Üreticiler ve tüketiciler, don olaylarının meyve ağaçları üzerindeki etkilerini merakla beklerken, geçmişte yaşanan benzer olaylar, önümüzdeki sürecin zorluklarını gözler önüne seriyor.
Özellikle 1984 yılı, bu konuda önemli bir referans noktası. O yıl Mersin’de 250 bin ton limon, 177 bin ton portakal üretilirken, şiddetli soğukların ardından 1985’te limon üretimi 144 bin tona, portakal üretimi ise 91 bin tona kadar düşmüştü. Yani rekoltede neredeyse yarı yarıya bir azalma yaşanmış, üreticiler ciddi kayıplarla karşı karşıya kalmıştı. Üretim ancak 1986 yılında toparlanabilmişti.
Bugün yaşanan soğuk hava dalgası, benzer sonuçları doğurabilir mi? Tarım uzmanları, meyve ağaçlarının ciddi zarar gördüğünü ve bu yıl rekoltenin önemli ölçüde düşebileceğini öngörüyor. Özellikle çiçeklenme dönemine denk gelen don olayları, ağaçların verimini doğrudan etkileyebilir.
Bu tablo, önümüzdeki aylarda narenciye fiyatlarının hızla yükselmesine neden olabilir. Geçmişte yaşanan üretim kayıpları, tüketiciye fiyat artışı olarak yansımıştı. Benzer bir sürecin tekrar yaşanması kaçınılmaz görünüyor.
Bu noktada önemli olan, çiftçilerin yaşadığı kayıpları en aza indirecek önlemler alınması ve tarımsal sigorta sistemlerinin güçlendirilmesi. Aksi takdirde, hem üreticiler hem de tüketiciler için zor bir sezon bizi bekliyor.

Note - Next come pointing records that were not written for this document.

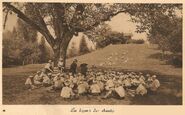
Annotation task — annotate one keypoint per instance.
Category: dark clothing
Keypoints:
(73, 68)
(83, 68)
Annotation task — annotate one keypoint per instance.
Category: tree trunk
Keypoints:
(60, 49)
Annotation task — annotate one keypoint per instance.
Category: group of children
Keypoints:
(95, 82)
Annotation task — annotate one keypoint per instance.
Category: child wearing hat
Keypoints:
(94, 88)
(141, 89)
(67, 92)
(38, 78)
(155, 84)
(60, 65)
(120, 91)
(47, 81)
(29, 83)
(82, 87)
(49, 67)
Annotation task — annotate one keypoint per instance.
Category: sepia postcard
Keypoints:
(92, 57)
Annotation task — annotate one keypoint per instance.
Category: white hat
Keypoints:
(49, 74)
(30, 76)
(154, 76)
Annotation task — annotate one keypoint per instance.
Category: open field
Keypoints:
(129, 57)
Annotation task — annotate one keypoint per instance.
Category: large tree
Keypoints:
(68, 19)
(65, 19)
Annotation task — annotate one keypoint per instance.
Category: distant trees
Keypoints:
(20, 46)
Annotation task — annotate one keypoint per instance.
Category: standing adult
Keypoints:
(60, 65)
(84, 69)
(73, 67)
(49, 67)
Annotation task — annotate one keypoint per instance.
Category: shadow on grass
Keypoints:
(169, 59)
(170, 92)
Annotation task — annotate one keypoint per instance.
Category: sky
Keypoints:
(119, 23)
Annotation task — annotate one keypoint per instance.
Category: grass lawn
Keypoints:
(129, 57)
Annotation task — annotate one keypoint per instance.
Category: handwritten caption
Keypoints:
(94, 110)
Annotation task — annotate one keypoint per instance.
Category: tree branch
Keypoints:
(107, 18)
(22, 16)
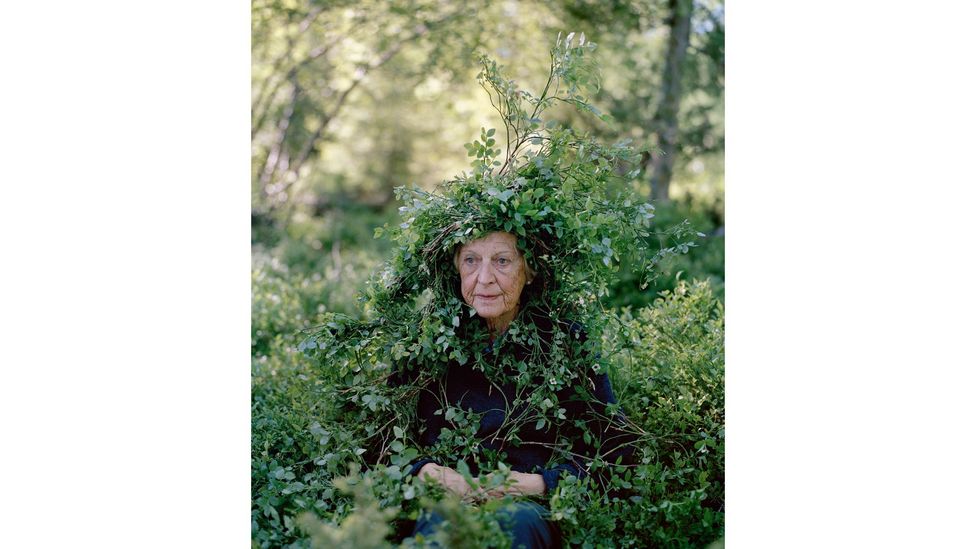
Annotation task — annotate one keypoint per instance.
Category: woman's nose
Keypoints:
(485, 276)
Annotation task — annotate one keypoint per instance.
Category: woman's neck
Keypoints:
(498, 325)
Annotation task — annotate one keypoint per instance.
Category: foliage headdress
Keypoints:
(568, 200)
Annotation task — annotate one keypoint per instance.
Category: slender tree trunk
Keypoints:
(666, 118)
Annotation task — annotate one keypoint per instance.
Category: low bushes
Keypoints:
(316, 480)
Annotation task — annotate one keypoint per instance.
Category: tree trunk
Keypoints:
(666, 118)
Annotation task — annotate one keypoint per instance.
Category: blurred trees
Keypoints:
(352, 98)
(310, 56)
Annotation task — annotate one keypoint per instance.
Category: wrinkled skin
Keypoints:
(493, 274)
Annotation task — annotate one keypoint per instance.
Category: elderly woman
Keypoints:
(493, 275)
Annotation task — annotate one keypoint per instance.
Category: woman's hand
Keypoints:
(515, 484)
(451, 480)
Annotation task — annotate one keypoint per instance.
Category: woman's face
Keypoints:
(492, 277)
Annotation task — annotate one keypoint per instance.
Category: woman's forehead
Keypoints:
(493, 243)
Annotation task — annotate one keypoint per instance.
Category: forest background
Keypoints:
(353, 99)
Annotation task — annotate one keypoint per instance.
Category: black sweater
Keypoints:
(469, 389)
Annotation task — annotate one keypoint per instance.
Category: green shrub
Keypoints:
(311, 437)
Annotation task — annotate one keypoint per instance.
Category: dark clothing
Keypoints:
(469, 389)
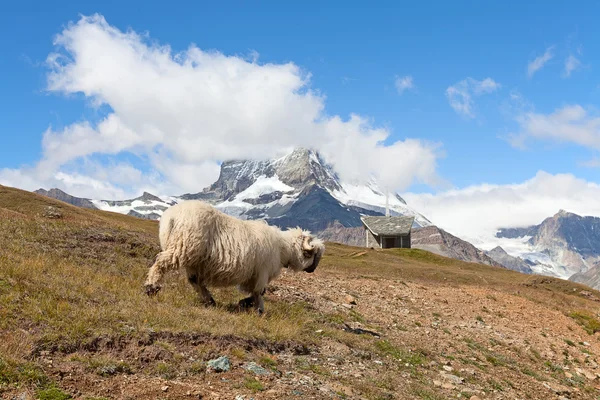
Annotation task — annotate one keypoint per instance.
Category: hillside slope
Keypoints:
(393, 324)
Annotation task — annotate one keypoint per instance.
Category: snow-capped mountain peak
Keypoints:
(297, 189)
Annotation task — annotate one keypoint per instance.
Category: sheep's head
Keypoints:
(307, 253)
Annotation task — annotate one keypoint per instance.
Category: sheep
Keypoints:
(219, 250)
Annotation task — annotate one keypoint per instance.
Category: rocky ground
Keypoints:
(368, 324)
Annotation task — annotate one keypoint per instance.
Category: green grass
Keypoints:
(71, 281)
(53, 393)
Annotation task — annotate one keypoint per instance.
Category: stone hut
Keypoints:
(387, 232)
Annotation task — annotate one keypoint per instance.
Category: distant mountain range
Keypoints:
(568, 245)
(300, 189)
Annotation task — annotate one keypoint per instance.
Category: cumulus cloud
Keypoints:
(404, 83)
(540, 61)
(571, 64)
(478, 211)
(185, 112)
(460, 95)
(571, 124)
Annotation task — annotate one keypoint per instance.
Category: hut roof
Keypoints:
(388, 226)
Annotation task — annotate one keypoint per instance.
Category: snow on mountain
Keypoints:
(146, 206)
(299, 188)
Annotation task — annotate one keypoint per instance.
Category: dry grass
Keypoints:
(73, 286)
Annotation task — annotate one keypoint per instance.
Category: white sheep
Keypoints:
(219, 250)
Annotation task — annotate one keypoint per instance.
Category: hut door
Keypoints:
(389, 243)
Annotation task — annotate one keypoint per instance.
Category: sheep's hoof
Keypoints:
(151, 289)
(246, 303)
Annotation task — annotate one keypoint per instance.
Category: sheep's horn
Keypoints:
(306, 246)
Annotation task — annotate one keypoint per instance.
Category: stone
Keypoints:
(556, 388)
(221, 364)
(257, 369)
(585, 373)
(453, 378)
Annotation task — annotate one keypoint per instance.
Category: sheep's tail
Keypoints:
(164, 231)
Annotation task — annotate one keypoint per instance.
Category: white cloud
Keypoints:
(571, 64)
(593, 163)
(476, 212)
(571, 123)
(540, 61)
(404, 83)
(186, 112)
(460, 95)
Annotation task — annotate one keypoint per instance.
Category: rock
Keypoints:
(585, 373)
(257, 369)
(221, 364)
(452, 378)
(357, 327)
(52, 213)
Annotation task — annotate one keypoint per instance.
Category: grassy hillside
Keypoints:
(75, 323)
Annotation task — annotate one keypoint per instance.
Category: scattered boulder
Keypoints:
(221, 364)
(257, 369)
(356, 327)
(52, 213)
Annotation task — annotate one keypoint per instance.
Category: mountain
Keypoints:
(569, 243)
(298, 189)
(438, 241)
(147, 206)
(499, 255)
(338, 233)
(591, 277)
(67, 198)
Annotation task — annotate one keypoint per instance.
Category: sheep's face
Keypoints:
(307, 253)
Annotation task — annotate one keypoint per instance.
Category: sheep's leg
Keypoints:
(162, 264)
(205, 295)
(249, 301)
(259, 305)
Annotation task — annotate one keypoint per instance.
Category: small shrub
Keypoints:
(53, 393)
(253, 384)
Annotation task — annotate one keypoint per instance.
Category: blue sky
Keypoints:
(354, 55)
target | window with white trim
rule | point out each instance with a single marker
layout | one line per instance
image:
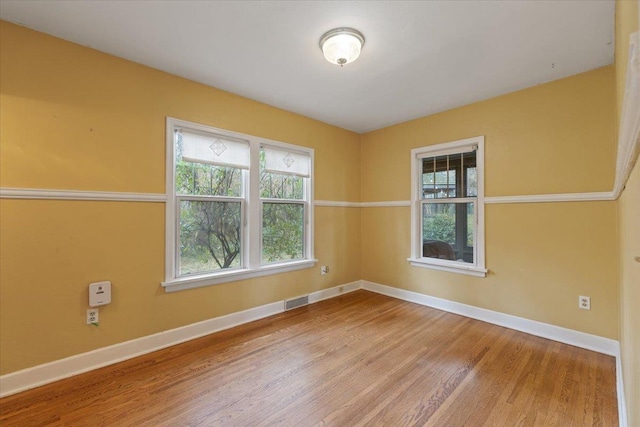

Geçmişi hatırlamak, geleceğe dair öngörüde bulunmanın en iyi yoludur. 1984’te yaşananları göz önünde bulundurursak, önümüzdeki yıl narenciyede ciddi bir arz sıkıntısı ve buna bağlı fiyat artışları kaçınılmaz görünüyor. Bugünden alınacak önlemler, hem üreticiyi hem de tüketiciyi korumak için kritik öneme sahip.